Andre Greipel of Germany led home a photo-finish sprint to win the 13th stage of the Tour de France on Saturday, while Britain's Bradley Wiggins retained the yellow jersey as the race headed south to the Mediterranean.
The windy and flat 217-kilometer (134.8-mile) run with one major climb from Saint-Paul-Trois-Chateaux to Le Cap d'Agde was tailored for a win by one of the race's sprinters.
Greipel, who turns 30 on Monday, earned his third stage victory of this Tour after winning the fourth and fifth stages in sprint finishes. Still-photo imagery showed that he won by half a wheel's length ahead of Slovakian rider Peter Sagan.
Edvald Boasson Hagen of Norway was third.
Wiggins trailed close behind in the main pack. Overall, he leads his second-place Sky teammate - and fellow Briton - Christopher Froome by 2 minutes, 5 seconds.
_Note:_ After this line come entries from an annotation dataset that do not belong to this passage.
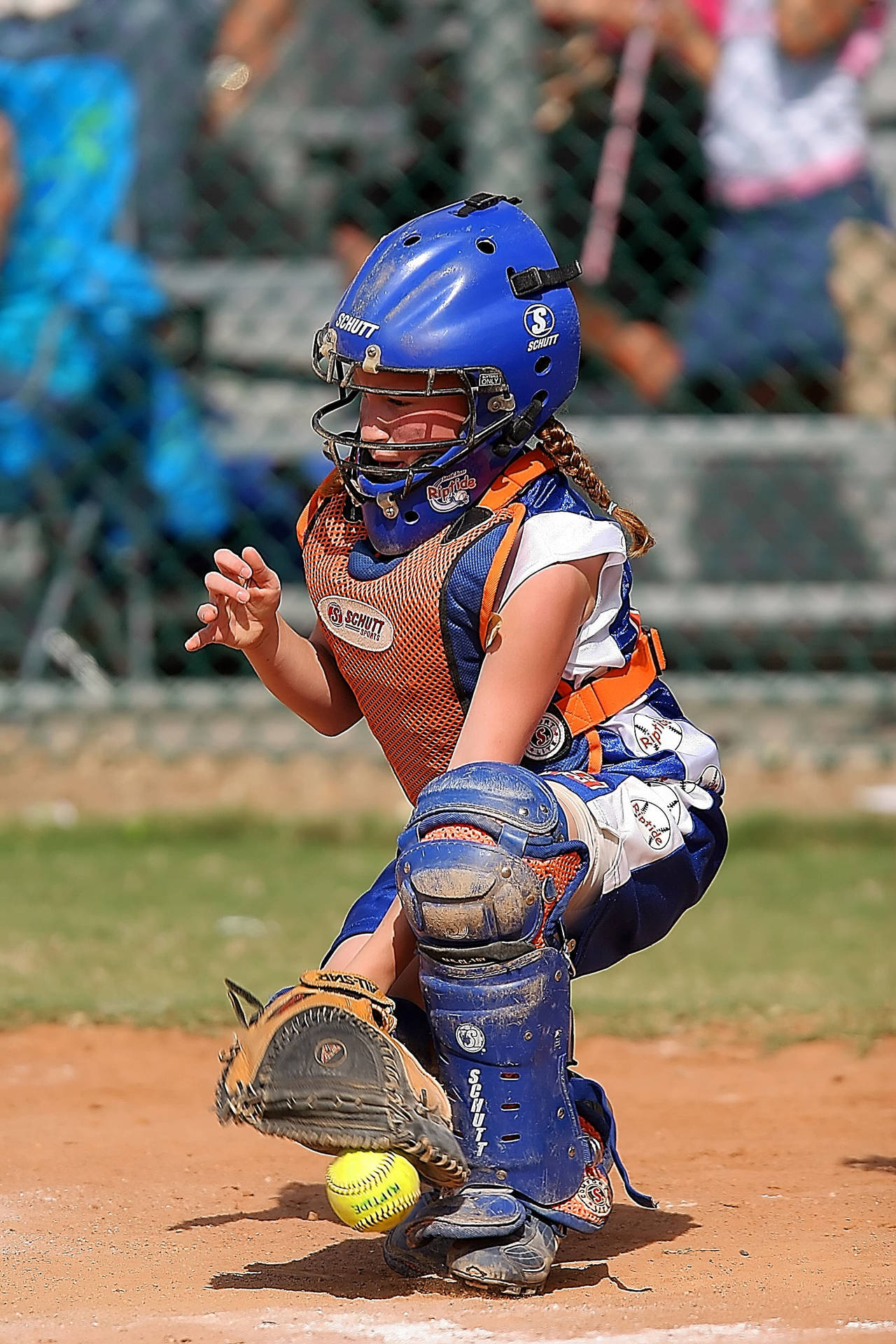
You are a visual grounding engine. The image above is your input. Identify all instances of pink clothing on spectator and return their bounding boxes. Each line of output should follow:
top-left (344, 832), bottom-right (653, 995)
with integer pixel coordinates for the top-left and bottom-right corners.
top-left (689, 0), bottom-right (886, 210)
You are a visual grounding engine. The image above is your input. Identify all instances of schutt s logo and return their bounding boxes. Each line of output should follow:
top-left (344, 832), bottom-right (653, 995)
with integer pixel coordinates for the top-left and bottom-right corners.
top-left (317, 596), bottom-right (395, 653)
top-left (314, 1040), bottom-right (348, 1068)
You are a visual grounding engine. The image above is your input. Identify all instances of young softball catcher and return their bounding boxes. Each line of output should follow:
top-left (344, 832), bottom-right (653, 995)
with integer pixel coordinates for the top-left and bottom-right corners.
top-left (187, 193), bottom-right (725, 1294)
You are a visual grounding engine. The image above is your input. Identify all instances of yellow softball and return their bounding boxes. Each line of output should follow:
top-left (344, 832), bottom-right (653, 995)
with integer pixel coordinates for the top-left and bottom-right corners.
top-left (326, 1153), bottom-right (421, 1233)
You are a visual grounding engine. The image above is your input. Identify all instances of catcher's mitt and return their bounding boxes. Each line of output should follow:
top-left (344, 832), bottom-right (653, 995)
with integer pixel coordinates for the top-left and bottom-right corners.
top-left (216, 970), bottom-right (468, 1186)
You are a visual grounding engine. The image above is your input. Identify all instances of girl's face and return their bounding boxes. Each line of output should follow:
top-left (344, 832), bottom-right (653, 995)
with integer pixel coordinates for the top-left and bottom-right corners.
top-left (352, 368), bottom-right (468, 466)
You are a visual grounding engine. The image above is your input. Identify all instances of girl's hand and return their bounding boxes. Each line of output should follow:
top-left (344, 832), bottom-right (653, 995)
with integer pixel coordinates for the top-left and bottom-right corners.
top-left (184, 546), bottom-right (281, 653)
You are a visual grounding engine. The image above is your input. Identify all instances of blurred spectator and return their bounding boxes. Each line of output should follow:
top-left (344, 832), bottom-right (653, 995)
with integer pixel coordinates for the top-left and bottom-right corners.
top-left (0, 55), bottom-right (231, 539)
top-left (540, 0), bottom-right (889, 410)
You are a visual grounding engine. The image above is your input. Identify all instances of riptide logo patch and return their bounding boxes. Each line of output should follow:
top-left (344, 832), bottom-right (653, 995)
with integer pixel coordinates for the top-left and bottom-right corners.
top-left (631, 714), bottom-right (684, 755)
top-left (631, 798), bottom-right (672, 850)
top-left (426, 470), bottom-right (475, 513)
top-left (317, 596), bottom-right (395, 653)
top-left (335, 313), bottom-right (380, 340)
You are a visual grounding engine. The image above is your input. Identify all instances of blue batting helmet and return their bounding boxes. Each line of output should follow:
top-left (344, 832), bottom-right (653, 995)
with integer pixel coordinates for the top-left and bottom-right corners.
top-left (312, 192), bottom-right (580, 555)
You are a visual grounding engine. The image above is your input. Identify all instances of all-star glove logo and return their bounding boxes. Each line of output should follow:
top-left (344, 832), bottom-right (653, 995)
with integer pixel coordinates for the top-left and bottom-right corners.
top-left (317, 596), bottom-right (395, 653)
top-left (426, 472), bottom-right (475, 513)
top-left (314, 1040), bottom-right (348, 1068)
top-left (524, 710), bottom-right (573, 764)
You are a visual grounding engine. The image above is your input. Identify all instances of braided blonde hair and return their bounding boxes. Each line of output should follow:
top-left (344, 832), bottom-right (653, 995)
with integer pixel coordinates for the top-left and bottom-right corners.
top-left (536, 416), bottom-right (654, 559)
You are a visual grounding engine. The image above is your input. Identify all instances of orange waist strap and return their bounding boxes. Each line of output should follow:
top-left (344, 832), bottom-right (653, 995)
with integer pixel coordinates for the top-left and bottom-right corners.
top-left (554, 629), bottom-right (666, 736)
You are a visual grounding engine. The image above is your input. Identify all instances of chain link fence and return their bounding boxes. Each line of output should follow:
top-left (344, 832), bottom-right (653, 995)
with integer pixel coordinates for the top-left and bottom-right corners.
top-left (0, 0), bottom-right (896, 764)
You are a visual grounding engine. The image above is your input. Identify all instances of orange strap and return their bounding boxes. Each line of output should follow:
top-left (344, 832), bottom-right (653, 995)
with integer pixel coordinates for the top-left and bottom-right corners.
top-left (479, 447), bottom-right (557, 513)
top-left (554, 612), bottom-right (666, 736)
top-left (295, 468), bottom-right (342, 546)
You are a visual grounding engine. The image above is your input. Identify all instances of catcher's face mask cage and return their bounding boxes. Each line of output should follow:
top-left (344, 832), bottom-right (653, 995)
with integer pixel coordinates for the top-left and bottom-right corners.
top-left (312, 193), bottom-right (579, 555)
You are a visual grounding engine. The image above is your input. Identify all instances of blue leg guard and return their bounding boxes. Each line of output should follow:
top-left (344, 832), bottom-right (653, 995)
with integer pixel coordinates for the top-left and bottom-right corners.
top-left (396, 764), bottom-right (594, 1238)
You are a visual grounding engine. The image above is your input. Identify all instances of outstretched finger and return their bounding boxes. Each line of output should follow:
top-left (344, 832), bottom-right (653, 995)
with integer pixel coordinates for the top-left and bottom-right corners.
top-left (243, 546), bottom-right (276, 587)
top-left (215, 547), bottom-right (253, 583)
top-left (206, 570), bottom-right (250, 606)
top-left (184, 625), bottom-right (215, 653)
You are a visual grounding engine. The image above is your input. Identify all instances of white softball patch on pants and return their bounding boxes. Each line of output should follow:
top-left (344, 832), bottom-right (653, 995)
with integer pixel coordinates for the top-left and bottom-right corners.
top-left (550, 776), bottom-right (713, 934)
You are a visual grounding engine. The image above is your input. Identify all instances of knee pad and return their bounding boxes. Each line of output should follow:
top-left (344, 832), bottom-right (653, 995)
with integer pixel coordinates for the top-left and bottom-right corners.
top-left (396, 762), bottom-right (589, 961)
top-left (396, 762), bottom-right (591, 1205)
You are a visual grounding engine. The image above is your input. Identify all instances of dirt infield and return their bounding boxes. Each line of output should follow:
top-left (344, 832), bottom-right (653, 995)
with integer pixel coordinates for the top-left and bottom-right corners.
top-left (0, 1027), bottom-right (896, 1344)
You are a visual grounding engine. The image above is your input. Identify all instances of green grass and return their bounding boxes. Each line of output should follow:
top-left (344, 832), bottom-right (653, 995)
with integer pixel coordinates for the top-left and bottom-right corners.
top-left (0, 817), bottom-right (896, 1042)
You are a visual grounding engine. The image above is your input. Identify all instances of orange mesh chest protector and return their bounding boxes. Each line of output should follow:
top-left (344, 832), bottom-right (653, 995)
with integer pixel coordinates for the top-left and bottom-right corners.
top-left (297, 450), bottom-right (555, 801)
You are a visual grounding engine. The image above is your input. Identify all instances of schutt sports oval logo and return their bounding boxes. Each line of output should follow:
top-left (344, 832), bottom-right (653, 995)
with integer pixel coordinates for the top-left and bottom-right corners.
top-left (317, 596), bottom-right (395, 653)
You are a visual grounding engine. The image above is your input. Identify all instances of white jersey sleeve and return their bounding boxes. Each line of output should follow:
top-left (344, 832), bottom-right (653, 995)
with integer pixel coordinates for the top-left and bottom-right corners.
top-left (501, 513), bottom-right (626, 682)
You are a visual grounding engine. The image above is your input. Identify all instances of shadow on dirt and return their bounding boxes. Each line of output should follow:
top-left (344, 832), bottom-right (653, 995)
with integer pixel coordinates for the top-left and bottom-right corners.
top-left (841, 1153), bottom-right (896, 1176)
top-left (208, 1204), bottom-right (700, 1301)
top-left (168, 1182), bottom-right (334, 1233)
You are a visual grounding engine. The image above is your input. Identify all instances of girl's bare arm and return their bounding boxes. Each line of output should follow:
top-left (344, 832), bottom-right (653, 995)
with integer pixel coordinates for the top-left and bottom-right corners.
top-left (186, 546), bottom-right (361, 736)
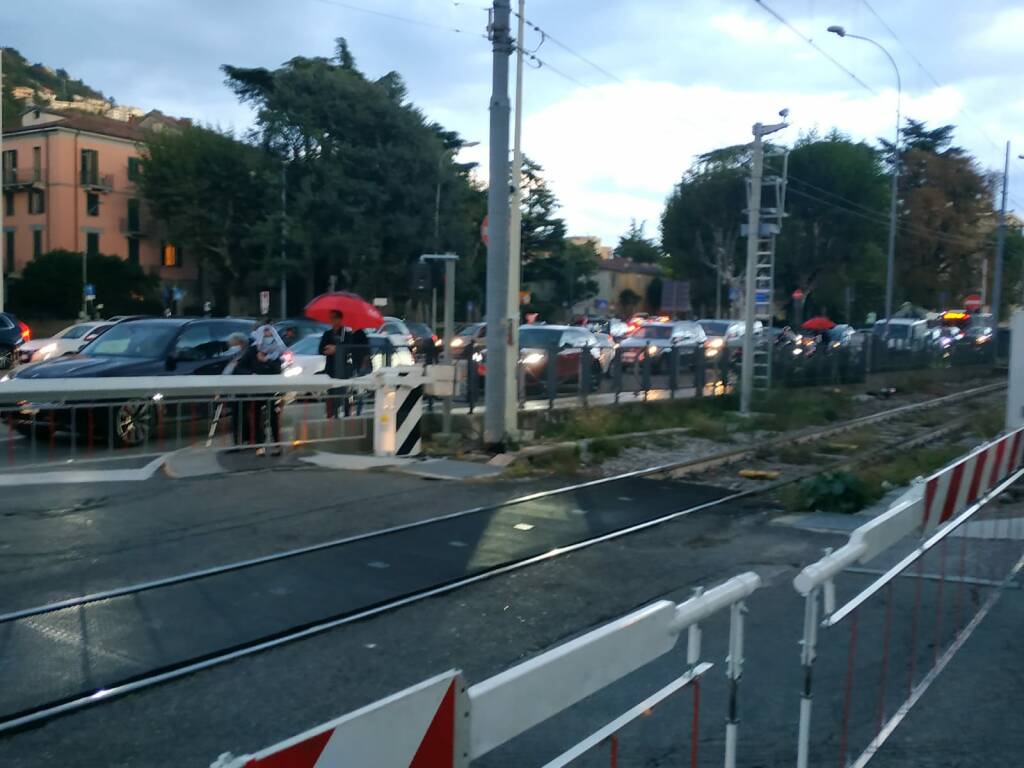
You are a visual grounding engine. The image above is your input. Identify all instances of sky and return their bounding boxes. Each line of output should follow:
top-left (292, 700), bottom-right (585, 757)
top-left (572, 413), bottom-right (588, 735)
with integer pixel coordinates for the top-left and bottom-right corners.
top-left (0, 0), bottom-right (1024, 245)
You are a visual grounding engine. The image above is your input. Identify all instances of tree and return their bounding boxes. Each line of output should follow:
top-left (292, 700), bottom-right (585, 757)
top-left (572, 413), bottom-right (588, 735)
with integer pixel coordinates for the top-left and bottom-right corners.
top-left (614, 219), bottom-right (662, 264)
top-left (662, 146), bottom-right (750, 314)
top-left (10, 251), bottom-right (160, 319)
top-left (141, 126), bottom-right (282, 312)
top-left (223, 39), bottom-right (479, 303)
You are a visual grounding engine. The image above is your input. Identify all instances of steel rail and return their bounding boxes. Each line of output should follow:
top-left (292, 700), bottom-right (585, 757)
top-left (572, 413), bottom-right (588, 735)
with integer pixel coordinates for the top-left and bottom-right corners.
top-left (0, 385), bottom-right (1005, 734)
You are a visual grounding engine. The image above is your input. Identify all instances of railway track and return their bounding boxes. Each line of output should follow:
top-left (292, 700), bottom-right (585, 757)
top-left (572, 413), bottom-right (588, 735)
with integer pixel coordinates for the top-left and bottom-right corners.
top-left (0, 384), bottom-right (1005, 733)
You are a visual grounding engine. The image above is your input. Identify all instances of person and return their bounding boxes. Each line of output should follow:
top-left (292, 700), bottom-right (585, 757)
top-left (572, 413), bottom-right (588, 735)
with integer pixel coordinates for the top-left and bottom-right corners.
top-left (223, 333), bottom-right (257, 445)
top-left (253, 323), bottom-right (288, 455)
top-left (317, 309), bottom-right (351, 419)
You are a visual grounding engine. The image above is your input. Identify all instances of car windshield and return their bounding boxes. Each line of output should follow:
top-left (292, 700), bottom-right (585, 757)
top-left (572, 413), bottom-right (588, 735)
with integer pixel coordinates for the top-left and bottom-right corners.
top-left (698, 321), bottom-right (732, 336)
top-left (519, 328), bottom-right (562, 348)
top-left (82, 323), bottom-right (180, 358)
top-left (633, 326), bottom-right (672, 339)
top-left (57, 323), bottom-right (93, 339)
top-left (292, 335), bottom-right (321, 354)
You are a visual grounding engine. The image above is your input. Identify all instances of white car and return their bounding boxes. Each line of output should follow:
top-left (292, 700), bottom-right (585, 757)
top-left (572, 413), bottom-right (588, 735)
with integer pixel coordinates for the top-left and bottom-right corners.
top-left (17, 322), bottom-right (113, 365)
top-left (284, 334), bottom-right (416, 376)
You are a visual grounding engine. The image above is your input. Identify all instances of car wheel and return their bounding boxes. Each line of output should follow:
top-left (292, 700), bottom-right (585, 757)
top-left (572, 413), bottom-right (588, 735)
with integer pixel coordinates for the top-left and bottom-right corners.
top-left (113, 402), bottom-right (154, 447)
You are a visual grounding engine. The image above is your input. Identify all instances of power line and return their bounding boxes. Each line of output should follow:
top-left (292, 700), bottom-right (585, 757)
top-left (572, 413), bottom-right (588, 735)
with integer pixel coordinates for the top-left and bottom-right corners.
top-left (754, 0), bottom-right (878, 95)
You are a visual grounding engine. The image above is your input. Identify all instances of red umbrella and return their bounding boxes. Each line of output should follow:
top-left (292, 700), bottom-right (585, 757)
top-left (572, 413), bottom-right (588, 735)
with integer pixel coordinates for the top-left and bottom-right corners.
top-left (304, 291), bottom-right (384, 331)
top-left (801, 314), bottom-right (836, 331)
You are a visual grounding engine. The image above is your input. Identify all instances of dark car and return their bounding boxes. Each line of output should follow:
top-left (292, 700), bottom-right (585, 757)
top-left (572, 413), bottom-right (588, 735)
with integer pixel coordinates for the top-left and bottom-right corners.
top-left (273, 317), bottom-right (331, 346)
top-left (406, 323), bottom-right (441, 362)
top-left (11, 317), bottom-right (252, 445)
top-left (0, 312), bottom-right (32, 371)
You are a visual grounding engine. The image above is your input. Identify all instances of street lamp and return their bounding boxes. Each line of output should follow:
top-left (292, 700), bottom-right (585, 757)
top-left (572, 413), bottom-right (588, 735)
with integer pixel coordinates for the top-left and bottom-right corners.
top-left (828, 25), bottom-right (903, 323)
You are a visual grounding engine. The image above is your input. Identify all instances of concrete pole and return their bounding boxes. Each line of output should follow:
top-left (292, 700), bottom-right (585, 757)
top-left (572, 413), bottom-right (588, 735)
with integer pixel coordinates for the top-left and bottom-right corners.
top-left (505, 0), bottom-right (526, 437)
top-left (483, 0), bottom-right (509, 450)
top-left (442, 259), bottom-right (454, 435)
top-left (992, 141), bottom-right (1010, 328)
top-left (739, 123), bottom-right (764, 416)
top-left (0, 47), bottom-right (7, 312)
top-left (281, 160), bottom-right (288, 319)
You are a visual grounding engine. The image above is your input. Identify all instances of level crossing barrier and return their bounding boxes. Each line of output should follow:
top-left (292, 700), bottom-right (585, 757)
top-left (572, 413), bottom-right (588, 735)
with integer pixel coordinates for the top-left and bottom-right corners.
top-left (213, 572), bottom-right (761, 768)
top-left (794, 429), bottom-right (1024, 768)
top-left (0, 366), bottom-right (451, 468)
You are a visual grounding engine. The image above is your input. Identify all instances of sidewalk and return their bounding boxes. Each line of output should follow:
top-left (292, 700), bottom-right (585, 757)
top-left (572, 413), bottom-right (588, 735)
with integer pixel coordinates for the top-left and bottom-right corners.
top-left (870, 575), bottom-right (1024, 768)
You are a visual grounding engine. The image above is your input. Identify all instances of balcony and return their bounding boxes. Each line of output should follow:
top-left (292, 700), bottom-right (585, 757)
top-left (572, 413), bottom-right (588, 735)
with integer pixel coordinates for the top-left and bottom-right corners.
top-left (3, 168), bottom-right (46, 189)
top-left (121, 216), bottom-right (150, 238)
top-left (79, 171), bottom-right (114, 193)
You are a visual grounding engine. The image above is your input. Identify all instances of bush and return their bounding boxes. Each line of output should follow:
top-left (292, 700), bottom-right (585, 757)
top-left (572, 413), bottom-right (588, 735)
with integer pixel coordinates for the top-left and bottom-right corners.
top-left (10, 251), bottom-right (160, 319)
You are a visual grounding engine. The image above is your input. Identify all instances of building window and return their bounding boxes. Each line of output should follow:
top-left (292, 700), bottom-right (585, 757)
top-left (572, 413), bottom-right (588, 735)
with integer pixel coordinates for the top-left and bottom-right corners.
top-left (29, 189), bottom-right (46, 213)
top-left (160, 243), bottom-right (181, 266)
top-left (82, 150), bottom-right (99, 186)
top-left (3, 150), bottom-right (17, 183)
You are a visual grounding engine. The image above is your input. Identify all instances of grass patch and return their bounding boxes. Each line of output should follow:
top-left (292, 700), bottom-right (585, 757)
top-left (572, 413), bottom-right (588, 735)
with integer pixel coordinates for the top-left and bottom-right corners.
top-left (587, 437), bottom-right (623, 462)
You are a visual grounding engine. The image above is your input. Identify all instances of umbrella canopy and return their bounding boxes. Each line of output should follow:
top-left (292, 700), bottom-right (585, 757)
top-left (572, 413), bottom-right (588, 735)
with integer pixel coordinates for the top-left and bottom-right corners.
top-left (303, 291), bottom-right (384, 331)
top-left (801, 314), bottom-right (836, 331)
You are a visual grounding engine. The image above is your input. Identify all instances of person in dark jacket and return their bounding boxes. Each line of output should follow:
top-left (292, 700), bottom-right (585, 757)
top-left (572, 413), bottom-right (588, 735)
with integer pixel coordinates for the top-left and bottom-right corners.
top-left (317, 309), bottom-right (351, 419)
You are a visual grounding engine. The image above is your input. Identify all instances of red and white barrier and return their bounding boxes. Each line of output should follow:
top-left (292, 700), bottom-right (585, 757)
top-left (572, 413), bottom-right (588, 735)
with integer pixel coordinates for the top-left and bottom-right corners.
top-left (211, 572), bottom-right (761, 768)
top-left (211, 670), bottom-right (468, 768)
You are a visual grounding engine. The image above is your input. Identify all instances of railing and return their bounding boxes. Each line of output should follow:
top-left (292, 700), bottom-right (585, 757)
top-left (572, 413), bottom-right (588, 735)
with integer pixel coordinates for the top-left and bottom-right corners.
top-left (794, 430), bottom-right (1024, 768)
top-left (214, 572), bottom-right (761, 768)
top-left (3, 167), bottom-right (47, 186)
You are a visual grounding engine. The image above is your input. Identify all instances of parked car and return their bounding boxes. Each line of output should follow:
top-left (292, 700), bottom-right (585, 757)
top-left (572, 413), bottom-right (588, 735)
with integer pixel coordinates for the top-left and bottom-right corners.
top-left (17, 321), bottom-right (114, 365)
top-left (285, 334), bottom-right (416, 376)
top-left (406, 323), bottom-right (444, 362)
top-left (452, 323), bottom-right (485, 359)
top-left (0, 312), bottom-right (32, 371)
top-left (471, 325), bottom-right (601, 392)
top-left (620, 321), bottom-right (708, 373)
top-left (9, 317), bottom-right (252, 446)
top-left (273, 317), bottom-right (330, 346)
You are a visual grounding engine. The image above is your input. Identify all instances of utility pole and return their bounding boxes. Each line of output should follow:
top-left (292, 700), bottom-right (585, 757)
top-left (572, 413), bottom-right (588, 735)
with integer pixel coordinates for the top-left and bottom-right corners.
top-left (739, 118), bottom-right (788, 416)
top-left (505, 0), bottom-right (526, 437)
top-left (483, 0), bottom-right (517, 451)
top-left (992, 141), bottom-right (1010, 328)
top-left (281, 159), bottom-right (288, 319)
top-left (0, 46), bottom-right (7, 312)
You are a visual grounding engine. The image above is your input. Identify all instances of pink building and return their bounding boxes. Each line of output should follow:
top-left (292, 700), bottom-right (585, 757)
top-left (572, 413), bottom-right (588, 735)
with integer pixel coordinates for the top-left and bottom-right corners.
top-left (2, 108), bottom-right (198, 299)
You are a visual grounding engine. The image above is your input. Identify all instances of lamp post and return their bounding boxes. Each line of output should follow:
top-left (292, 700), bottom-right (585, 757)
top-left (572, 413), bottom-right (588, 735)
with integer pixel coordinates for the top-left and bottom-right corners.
top-left (828, 25), bottom-right (903, 323)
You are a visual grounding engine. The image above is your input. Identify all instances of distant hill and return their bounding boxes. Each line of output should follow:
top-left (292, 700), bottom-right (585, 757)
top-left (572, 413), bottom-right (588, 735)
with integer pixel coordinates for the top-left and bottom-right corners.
top-left (3, 48), bottom-right (105, 128)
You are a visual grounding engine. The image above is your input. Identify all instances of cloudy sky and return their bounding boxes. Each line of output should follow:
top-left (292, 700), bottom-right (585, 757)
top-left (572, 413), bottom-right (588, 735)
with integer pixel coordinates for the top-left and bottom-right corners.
top-left (0, 0), bottom-right (1024, 243)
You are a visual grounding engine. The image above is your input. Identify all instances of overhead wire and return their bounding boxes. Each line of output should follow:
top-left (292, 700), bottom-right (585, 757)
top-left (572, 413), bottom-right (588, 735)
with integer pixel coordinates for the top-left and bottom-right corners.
top-left (754, 0), bottom-right (878, 95)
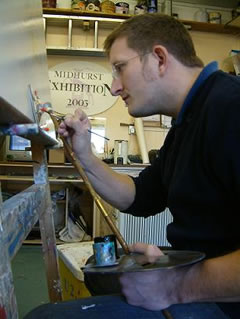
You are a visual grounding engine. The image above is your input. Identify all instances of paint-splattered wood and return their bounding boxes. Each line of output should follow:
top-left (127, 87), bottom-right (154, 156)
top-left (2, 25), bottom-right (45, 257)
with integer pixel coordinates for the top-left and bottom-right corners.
top-left (32, 143), bottom-right (62, 302)
top-left (2, 185), bottom-right (47, 259)
top-left (0, 185), bottom-right (18, 319)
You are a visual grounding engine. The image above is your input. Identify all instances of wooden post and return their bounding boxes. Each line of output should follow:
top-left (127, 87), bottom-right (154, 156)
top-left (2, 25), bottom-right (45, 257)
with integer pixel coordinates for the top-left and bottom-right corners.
top-left (0, 186), bottom-right (18, 319)
top-left (31, 143), bottom-right (62, 302)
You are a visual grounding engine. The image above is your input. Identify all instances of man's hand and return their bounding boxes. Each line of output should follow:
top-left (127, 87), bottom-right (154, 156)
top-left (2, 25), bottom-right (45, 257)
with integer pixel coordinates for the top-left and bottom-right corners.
top-left (120, 243), bottom-right (182, 310)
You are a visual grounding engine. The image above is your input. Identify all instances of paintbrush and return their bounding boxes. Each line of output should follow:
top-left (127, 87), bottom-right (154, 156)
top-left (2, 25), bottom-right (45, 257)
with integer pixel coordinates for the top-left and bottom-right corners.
top-left (88, 129), bottom-right (110, 141)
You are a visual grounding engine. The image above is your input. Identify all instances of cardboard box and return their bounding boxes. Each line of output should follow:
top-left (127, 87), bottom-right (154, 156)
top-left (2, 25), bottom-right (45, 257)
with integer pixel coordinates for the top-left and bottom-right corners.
top-left (48, 148), bottom-right (65, 164)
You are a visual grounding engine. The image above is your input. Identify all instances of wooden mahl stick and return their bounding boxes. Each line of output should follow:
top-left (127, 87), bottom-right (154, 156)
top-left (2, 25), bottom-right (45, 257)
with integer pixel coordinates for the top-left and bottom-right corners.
top-left (48, 112), bottom-right (130, 255)
top-left (48, 112), bottom-right (173, 319)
Vincenzo Nibali of Italy is third, 2:23 back, and defending champion Cadel Evans of Australia is 3:19 back in fourth.
Saturday's route was known as a transitional stage because it was mostly flat, and guided riders away from their last big test - the Alps - and toward their next, the Pyrenees.
Greipel's Lotto Belisol team did the hard work of leading the pack through a wind-swept ride along the shore in pursuit of breakaway riders Michael Albasini and Alexandre Vinokourov, ultimately catching them.
In a bold move, with less than a kilometer left, Wiggins powered up to the front of the pack with Sky teammate Boasson Hagen on his back wheel, trying to set up the Norwegian for the stage win.
Greipel said he "speculated" that such a plot was being hatched. He pulled up just behind Hagen, then whizzed around him after a final bend and held on to the line.
"I'm really happy with this victory... it was once again a team effort," said Greipel, who has four career Tour stage wins. "The sprint was very long. I was just on the wheel of Boasson Hagen, and I saw that I could win if I just gave a little extra at the end."
As the riders neared the coast, the stage's big challenges arrived. There was a steep if short climb in the port town of Sete, and a windy ride between the Mediterranean and the Bassin de Thau - known for its oyster farms.
Riders swung their bikes left to right as if in slow motion as they hit the Mont Saint-Clair climb in Sete, a mid-grade ascent over 1.6 kilometers - but with an average gradient of 10.2 percent.
Evans attacked on the Mont Saint-Clair and got a few seconds ahead of Wiggins. But the Briton and his other closest rivals for the yellow jersey all hung close on the Australian's back wheel.
Sunday's 14th stage takes riders along two big climbs in a 191-kilometer trek from Limoux to Foix.